Advances in robot autonomy have moved humans to a different level of interaction, where the ultimate success hinges on how effectively and intuitively humans and robots can work together to correctly accomplish a task. However, most service robots currently require fairly detailed low-level guidance from a trained operator, which often leads to constrained and non-intuitive interaction.
Alternatively, natural language provides a rich, intuitive and flexible medium for humans and robots to communicate information. Our goal is to enable robots to understand natural language utterances in the context of their workspaces. We seek algorithmic models that bridge the semantic gap between high-level concepts (e.g. entities, events, routes, etc.) embedded in language utterances and their low-level metric representations (e.g. cost maps and point clouds) necessary for a robot to act in the world.
We have developed probabilistic models like Generalized Grounding Graphs and Distributed Correspondence Graphs to infer a grounding for language descriptions in the context of the agent’s perceived representation. In recent work, we introduced Adaptive Distributed Correspondence Graphs for efficient reasoning about abstract spatial concepts.

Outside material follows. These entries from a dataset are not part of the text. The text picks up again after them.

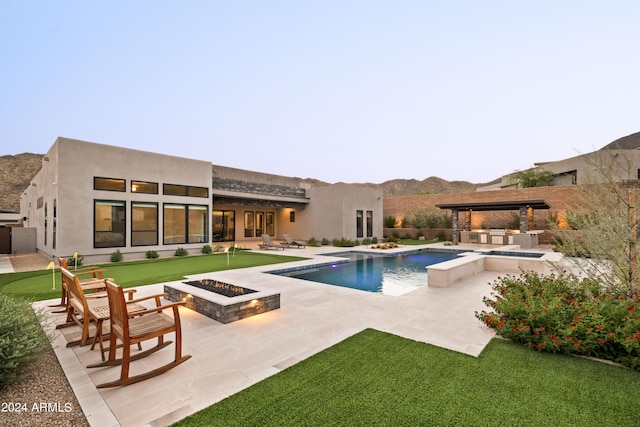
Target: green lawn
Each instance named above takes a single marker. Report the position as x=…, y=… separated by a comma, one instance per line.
x=374, y=378
x=38, y=285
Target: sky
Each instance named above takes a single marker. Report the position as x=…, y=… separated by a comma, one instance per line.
x=340, y=91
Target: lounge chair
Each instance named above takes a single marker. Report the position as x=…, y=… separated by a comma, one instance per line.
x=135, y=328
x=267, y=243
x=288, y=241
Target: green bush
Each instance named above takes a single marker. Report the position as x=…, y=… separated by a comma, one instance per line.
x=152, y=254
x=181, y=252
x=564, y=314
x=72, y=262
x=22, y=339
x=389, y=221
x=344, y=242
x=116, y=256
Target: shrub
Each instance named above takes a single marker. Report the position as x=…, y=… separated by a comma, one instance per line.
x=344, y=242
x=389, y=221
x=72, y=262
x=116, y=256
x=181, y=252
x=22, y=339
x=152, y=254
x=564, y=314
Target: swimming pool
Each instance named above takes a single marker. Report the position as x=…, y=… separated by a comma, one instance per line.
x=386, y=274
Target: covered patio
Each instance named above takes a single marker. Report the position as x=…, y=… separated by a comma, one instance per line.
x=525, y=210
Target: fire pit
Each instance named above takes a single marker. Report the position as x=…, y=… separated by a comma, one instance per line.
x=224, y=302
x=220, y=287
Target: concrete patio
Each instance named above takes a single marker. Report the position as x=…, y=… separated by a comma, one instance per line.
x=230, y=357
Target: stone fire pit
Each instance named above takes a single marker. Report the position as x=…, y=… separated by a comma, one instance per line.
x=222, y=301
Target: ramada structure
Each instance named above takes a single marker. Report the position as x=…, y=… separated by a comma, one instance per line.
x=94, y=199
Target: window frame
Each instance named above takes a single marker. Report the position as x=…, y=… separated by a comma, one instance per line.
x=119, y=203
x=97, y=179
x=133, y=231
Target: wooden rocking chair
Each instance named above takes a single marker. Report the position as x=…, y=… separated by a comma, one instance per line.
x=135, y=328
x=83, y=311
x=92, y=281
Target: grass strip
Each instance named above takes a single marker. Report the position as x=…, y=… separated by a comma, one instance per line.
x=37, y=285
x=377, y=379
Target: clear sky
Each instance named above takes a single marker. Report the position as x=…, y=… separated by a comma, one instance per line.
x=351, y=91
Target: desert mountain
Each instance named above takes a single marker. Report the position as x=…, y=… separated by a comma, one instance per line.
x=15, y=174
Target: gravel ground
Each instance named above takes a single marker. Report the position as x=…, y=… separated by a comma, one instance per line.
x=44, y=397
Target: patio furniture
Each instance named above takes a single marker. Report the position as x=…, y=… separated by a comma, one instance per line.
x=134, y=328
x=93, y=283
x=288, y=241
x=267, y=243
x=84, y=310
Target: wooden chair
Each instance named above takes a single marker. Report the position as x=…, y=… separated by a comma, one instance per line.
x=135, y=328
x=94, y=283
x=83, y=311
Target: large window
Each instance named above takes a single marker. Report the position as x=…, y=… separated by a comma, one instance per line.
x=269, y=224
x=144, y=187
x=259, y=223
x=184, y=190
x=359, y=228
x=224, y=225
x=198, y=227
x=144, y=224
x=109, y=184
x=248, y=224
x=185, y=224
x=109, y=224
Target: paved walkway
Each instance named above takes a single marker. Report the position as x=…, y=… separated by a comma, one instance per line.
x=5, y=264
x=230, y=357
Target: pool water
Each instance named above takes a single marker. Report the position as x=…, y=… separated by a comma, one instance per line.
x=389, y=275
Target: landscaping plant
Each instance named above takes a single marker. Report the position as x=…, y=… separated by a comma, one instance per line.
x=560, y=313
x=22, y=339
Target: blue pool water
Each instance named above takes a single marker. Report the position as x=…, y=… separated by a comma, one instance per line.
x=389, y=275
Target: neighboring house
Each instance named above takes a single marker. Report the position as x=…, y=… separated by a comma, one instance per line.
x=620, y=158
x=95, y=199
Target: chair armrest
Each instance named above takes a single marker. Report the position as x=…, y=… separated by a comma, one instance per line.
x=158, y=309
x=156, y=297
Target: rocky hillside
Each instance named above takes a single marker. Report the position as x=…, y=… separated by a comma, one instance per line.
x=431, y=185
x=15, y=174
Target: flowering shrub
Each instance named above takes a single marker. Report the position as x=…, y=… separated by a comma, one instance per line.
x=563, y=314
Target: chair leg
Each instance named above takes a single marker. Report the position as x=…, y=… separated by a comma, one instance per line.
x=137, y=378
x=113, y=361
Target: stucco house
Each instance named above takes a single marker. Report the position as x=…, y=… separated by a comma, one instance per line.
x=95, y=199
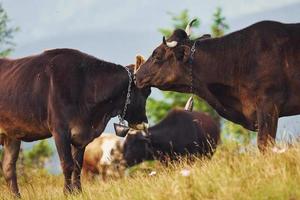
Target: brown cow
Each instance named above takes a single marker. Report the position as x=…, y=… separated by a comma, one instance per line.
x=251, y=76
x=180, y=133
x=66, y=94
x=104, y=156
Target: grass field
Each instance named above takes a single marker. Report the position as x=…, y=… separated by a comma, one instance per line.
x=230, y=174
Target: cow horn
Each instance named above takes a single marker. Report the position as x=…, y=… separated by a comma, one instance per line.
x=172, y=44
x=121, y=130
x=188, y=27
x=164, y=40
x=141, y=126
x=189, y=104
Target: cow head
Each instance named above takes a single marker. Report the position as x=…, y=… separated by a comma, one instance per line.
x=136, y=112
x=168, y=66
x=136, y=147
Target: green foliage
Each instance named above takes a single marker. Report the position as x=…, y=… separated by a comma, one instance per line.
x=38, y=155
x=229, y=174
x=6, y=34
x=179, y=21
x=159, y=108
x=219, y=25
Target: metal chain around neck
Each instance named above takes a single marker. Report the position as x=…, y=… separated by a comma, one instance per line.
x=193, y=50
x=127, y=102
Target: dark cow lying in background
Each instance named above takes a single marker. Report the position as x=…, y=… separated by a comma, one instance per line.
x=180, y=133
x=66, y=94
x=104, y=157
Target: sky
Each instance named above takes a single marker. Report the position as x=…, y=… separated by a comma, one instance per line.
x=117, y=31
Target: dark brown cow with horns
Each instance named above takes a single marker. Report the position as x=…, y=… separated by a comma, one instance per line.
x=66, y=94
x=251, y=76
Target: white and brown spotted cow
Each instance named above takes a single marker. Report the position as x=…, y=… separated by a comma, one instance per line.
x=104, y=157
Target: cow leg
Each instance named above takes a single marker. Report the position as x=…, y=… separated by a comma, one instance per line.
x=267, y=117
x=63, y=145
x=77, y=154
x=10, y=157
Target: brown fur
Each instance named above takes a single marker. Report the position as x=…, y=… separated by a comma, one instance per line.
x=92, y=164
x=66, y=94
x=251, y=76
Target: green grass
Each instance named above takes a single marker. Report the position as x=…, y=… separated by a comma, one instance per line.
x=228, y=175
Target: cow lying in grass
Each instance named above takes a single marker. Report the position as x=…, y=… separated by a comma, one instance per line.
x=104, y=157
x=180, y=133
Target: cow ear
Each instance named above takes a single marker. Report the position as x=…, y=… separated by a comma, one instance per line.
x=139, y=60
x=121, y=130
x=183, y=53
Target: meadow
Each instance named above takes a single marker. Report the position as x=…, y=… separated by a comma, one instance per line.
x=230, y=174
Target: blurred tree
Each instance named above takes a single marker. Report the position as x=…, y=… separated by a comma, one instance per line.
x=6, y=34
x=38, y=155
x=219, y=25
x=159, y=108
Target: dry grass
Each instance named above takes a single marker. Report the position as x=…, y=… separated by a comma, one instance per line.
x=228, y=175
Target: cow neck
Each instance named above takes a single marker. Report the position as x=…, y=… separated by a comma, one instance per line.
x=109, y=102
x=127, y=100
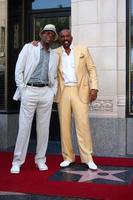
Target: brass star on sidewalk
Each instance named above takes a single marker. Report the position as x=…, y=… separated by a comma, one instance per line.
x=102, y=174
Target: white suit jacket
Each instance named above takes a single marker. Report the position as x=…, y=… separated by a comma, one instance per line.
x=27, y=62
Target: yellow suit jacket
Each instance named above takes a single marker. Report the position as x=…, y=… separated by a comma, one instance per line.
x=85, y=73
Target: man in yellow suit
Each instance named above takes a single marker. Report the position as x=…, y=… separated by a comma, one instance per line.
x=76, y=89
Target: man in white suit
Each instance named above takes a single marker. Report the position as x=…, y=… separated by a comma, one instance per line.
x=36, y=80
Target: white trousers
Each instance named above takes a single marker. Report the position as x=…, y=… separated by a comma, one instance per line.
x=39, y=100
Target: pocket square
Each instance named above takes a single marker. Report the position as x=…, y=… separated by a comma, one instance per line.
x=81, y=55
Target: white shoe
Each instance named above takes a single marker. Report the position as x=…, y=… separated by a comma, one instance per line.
x=41, y=166
x=92, y=165
x=15, y=169
x=65, y=163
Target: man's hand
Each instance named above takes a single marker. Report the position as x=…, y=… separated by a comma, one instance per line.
x=93, y=95
x=35, y=43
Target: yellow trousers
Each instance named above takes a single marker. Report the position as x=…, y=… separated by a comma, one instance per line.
x=71, y=103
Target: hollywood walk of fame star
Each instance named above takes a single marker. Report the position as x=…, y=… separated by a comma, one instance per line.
x=102, y=174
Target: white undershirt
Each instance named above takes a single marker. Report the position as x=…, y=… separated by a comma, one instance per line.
x=68, y=67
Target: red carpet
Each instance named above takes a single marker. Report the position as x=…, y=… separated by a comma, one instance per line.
x=32, y=181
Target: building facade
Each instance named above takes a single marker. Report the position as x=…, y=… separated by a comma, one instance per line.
x=105, y=27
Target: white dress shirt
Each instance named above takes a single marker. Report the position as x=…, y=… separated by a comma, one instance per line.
x=68, y=67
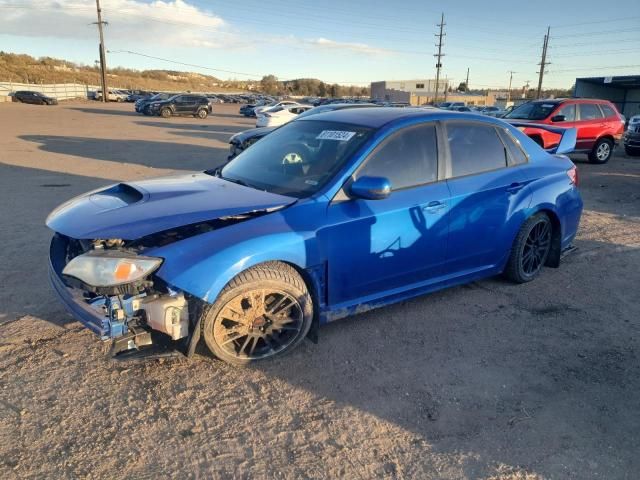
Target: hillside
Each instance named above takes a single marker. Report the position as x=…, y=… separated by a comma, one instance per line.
x=27, y=69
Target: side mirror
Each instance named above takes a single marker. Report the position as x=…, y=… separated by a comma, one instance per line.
x=371, y=188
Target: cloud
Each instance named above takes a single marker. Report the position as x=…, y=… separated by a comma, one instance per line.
x=171, y=22
x=325, y=43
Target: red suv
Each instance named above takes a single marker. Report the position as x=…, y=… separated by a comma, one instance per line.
x=600, y=126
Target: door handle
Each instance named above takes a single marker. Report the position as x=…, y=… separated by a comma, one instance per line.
x=515, y=187
x=434, y=207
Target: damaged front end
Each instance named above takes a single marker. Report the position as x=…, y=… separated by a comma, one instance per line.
x=109, y=286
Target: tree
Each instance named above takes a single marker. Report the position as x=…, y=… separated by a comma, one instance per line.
x=270, y=85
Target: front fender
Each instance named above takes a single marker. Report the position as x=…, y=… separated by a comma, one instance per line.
x=204, y=264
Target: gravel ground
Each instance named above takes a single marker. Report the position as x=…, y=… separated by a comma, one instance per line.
x=489, y=380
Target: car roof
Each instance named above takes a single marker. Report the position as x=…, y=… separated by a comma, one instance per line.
x=376, y=117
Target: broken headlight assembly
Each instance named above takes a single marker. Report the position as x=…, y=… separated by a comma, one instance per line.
x=110, y=268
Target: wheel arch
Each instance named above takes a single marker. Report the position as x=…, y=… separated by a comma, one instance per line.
x=553, y=260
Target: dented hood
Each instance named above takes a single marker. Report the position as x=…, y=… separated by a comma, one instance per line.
x=133, y=210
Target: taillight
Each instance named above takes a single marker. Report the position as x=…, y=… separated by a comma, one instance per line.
x=572, y=173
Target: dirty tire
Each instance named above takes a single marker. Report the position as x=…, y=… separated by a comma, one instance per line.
x=632, y=152
x=516, y=269
x=601, y=152
x=264, y=312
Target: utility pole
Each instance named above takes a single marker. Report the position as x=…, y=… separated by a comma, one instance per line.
x=511, y=72
x=543, y=62
x=103, y=59
x=439, y=56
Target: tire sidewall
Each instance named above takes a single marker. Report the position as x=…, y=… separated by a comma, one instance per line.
x=303, y=298
x=528, y=227
x=593, y=157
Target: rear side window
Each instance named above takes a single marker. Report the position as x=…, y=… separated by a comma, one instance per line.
x=408, y=159
x=516, y=154
x=608, y=111
x=474, y=148
x=589, y=111
x=569, y=112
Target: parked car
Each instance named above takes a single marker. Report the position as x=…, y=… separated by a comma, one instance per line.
x=632, y=136
x=243, y=140
x=141, y=106
x=327, y=216
x=182, y=104
x=265, y=108
x=113, y=96
x=599, y=124
x=450, y=105
x=274, y=117
x=37, y=98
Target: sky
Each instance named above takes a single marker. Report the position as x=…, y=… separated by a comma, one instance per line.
x=338, y=41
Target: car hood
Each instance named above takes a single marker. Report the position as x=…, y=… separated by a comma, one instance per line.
x=134, y=210
x=245, y=135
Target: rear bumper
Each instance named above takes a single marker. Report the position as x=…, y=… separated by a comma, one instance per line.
x=632, y=139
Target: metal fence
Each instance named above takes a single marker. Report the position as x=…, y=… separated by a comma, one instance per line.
x=61, y=91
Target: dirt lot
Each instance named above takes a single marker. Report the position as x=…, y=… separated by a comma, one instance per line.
x=489, y=380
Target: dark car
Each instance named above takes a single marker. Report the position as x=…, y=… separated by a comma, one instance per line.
x=36, y=98
x=182, y=104
x=243, y=140
x=142, y=104
x=328, y=216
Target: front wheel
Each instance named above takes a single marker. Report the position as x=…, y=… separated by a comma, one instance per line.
x=530, y=249
x=602, y=151
x=262, y=313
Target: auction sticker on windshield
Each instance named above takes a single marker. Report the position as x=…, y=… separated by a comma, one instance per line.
x=339, y=135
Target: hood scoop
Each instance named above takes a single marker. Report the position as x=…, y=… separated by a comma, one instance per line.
x=117, y=196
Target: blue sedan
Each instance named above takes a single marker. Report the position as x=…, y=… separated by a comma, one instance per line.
x=325, y=217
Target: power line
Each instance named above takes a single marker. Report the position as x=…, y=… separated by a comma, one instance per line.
x=439, y=55
x=543, y=62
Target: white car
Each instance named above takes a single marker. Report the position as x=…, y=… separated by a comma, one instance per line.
x=271, y=106
x=113, y=96
x=280, y=115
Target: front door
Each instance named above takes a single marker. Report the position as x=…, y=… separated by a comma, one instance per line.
x=378, y=247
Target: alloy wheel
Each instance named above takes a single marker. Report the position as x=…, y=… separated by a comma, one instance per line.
x=536, y=248
x=603, y=151
x=258, y=324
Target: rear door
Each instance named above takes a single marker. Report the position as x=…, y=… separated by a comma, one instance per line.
x=590, y=123
x=487, y=188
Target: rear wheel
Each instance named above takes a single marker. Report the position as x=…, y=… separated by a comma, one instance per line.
x=530, y=249
x=602, y=151
x=263, y=312
x=632, y=152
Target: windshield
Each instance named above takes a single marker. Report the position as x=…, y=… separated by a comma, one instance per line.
x=532, y=111
x=297, y=159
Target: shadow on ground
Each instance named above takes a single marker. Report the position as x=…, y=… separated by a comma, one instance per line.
x=179, y=156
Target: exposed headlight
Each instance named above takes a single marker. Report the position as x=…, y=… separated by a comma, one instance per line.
x=110, y=268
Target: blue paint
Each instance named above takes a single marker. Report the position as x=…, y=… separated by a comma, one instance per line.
x=355, y=253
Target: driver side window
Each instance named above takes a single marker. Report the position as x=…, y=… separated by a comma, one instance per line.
x=407, y=159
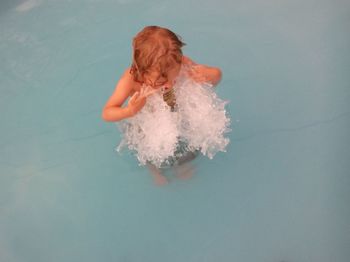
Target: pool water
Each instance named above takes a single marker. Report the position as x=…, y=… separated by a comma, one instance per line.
x=279, y=193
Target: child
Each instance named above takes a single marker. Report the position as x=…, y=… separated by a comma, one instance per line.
x=173, y=112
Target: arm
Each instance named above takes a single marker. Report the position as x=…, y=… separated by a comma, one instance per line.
x=204, y=73
x=113, y=110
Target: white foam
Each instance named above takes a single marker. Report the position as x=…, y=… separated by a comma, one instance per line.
x=200, y=120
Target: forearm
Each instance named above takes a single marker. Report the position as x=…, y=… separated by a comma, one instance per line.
x=213, y=74
x=115, y=113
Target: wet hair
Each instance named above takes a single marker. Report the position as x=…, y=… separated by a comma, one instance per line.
x=155, y=48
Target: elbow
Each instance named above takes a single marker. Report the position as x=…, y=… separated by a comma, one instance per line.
x=217, y=76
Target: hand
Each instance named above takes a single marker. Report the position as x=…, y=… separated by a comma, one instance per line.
x=138, y=100
x=198, y=73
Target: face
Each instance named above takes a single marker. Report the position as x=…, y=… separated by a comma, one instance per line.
x=155, y=80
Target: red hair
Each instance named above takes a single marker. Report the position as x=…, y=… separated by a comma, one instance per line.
x=155, y=48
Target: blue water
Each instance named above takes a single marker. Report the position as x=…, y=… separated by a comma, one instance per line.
x=280, y=193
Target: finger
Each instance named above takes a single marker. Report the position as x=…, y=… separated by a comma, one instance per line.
x=150, y=92
x=134, y=96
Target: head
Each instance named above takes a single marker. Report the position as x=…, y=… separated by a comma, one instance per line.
x=157, y=56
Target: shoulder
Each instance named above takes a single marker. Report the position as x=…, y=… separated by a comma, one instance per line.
x=128, y=79
x=187, y=60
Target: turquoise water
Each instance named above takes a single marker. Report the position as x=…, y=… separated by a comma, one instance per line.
x=280, y=193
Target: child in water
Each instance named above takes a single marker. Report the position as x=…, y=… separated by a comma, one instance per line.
x=173, y=112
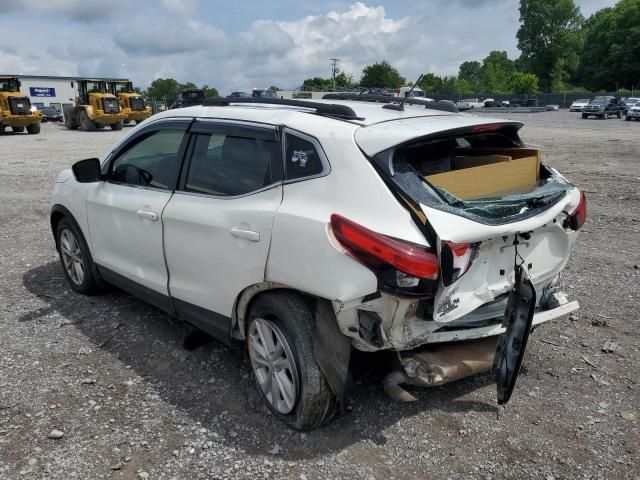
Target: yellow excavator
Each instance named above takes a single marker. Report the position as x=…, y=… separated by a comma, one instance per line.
x=16, y=110
x=95, y=108
x=131, y=102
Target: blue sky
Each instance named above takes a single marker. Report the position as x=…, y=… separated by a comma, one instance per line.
x=240, y=45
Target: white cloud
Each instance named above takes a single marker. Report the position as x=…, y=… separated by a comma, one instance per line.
x=180, y=7
x=85, y=11
x=176, y=40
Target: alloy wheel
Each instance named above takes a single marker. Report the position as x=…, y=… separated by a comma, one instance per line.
x=72, y=256
x=273, y=365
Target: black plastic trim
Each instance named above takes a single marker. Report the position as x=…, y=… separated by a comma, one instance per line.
x=328, y=109
x=150, y=296
x=217, y=325
x=435, y=105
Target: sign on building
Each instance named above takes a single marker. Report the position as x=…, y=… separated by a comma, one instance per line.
x=42, y=92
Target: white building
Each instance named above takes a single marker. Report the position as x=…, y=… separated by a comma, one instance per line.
x=45, y=91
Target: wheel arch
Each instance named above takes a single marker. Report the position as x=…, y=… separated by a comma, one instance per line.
x=332, y=349
x=244, y=300
x=58, y=212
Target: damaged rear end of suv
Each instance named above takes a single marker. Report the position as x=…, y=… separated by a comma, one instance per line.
x=499, y=225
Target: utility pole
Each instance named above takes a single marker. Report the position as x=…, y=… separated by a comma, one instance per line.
x=334, y=71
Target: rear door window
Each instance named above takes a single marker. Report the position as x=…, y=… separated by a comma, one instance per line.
x=233, y=161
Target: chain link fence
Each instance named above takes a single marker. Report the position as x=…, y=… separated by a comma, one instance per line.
x=564, y=100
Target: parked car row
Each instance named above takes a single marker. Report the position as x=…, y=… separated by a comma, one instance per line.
x=606, y=106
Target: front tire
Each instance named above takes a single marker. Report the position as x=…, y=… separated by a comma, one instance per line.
x=280, y=343
x=75, y=257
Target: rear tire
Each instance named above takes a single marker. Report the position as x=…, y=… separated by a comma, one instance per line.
x=86, y=123
x=287, y=324
x=76, y=259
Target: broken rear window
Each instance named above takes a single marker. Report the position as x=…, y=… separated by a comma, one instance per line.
x=488, y=177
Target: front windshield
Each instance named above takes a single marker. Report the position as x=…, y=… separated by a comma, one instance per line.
x=265, y=94
x=9, y=84
x=126, y=87
x=96, y=87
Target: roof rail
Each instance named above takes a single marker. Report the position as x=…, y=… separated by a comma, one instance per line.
x=435, y=105
x=342, y=112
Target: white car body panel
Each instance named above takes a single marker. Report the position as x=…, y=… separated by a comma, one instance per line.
x=123, y=241
x=303, y=255
x=209, y=264
x=547, y=251
x=381, y=136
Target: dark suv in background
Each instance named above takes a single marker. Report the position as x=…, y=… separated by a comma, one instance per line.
x=603, y=107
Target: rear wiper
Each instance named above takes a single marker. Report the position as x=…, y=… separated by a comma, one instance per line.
x=544, y=201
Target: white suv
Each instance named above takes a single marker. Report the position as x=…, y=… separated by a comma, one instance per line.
x=306, y=229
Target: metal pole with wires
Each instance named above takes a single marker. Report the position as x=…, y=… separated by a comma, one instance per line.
x=334, y=72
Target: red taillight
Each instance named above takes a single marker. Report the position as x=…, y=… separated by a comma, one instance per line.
x=373, y=249
x=579, y=215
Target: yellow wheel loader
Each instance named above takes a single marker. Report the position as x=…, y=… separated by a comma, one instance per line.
x=131, y=103
x=95, y=108
x=16, y=110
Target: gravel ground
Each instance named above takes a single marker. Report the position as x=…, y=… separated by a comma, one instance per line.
x=110, y=373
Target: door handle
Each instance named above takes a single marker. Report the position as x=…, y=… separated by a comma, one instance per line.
x=147, y=215
x=246, y=234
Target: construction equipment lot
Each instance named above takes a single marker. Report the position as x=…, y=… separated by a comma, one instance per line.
x=111, y=374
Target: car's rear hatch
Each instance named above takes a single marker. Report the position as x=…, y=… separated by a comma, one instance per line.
x=483, y=200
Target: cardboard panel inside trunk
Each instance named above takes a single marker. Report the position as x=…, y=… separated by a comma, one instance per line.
x=479, y=173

Our ongoing research focuses on acquiring semantic knowledge about the environment from observations or language descriptions. This allows the robot to ground commands that refer to past events or acquired factual knowledge. Another area of research addresses language understanding for specifying high-level tasks like search and rescue operations. Further, we are also investigating language understanding in partially known environments and exploration strategies for acquiring new and unknown concepts.